Unsere Dreizimmerwohnung im Dachgeschoss war längsten viel zu klein. Alles lastete auf mir. Fritz war keine Hilfe und Unterstützung für mich. Neben den Familienpflichten ging ich putzen, da das Einkommen meines Mannes nicht langte. Zeit für Liebe gab es nicht. Mein Hausarzt verstand unsere Lage. So konnten wir dank ihm 1962 nach Bümpliz in eine Vierzimmer Einfamilienhaus ziehen, wo ich noch heute mit Susi wohne. Für Hobbys hatte ich auch keine Zeit, deshalb pflegte und hegte ich meinen Blumengarten mit viel Liebe, nach der ich mich so sehnte.

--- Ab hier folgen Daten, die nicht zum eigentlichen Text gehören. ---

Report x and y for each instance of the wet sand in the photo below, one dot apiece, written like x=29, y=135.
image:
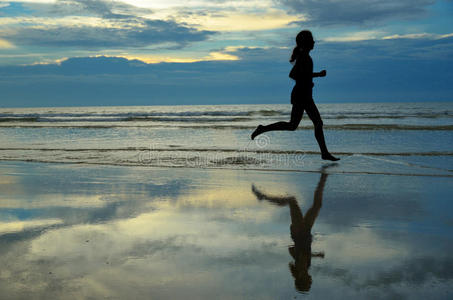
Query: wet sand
x=74, y=231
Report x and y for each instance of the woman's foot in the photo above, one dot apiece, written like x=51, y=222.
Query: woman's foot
x=257, y=131
x=328, y=156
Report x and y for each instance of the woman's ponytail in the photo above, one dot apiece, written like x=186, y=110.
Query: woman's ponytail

Heute schaue ich auf ein Leben zurück. Irgendwie ist es immer gegangen. Trotz vielen Operationen und dem Velounfall, den ich im Mai 1999 hatte. Ich bin ich auf Hilfe angewiesen, weil ich seither einen Rollstuhl benötige, blieb ich optimistisch. Lebe für meine Kinder, Gross- und Urgrosskinder. Seit dem April 2003 bin ich Wittfrau. All den Menschen, die heute zu mir stehen, mir zu spüren geben, dass sie mich lieben, möchte ich von ganzem Herzen danken, denn das ist mir Lohn und Ernte, dort wo ich Liebe gesäet habe.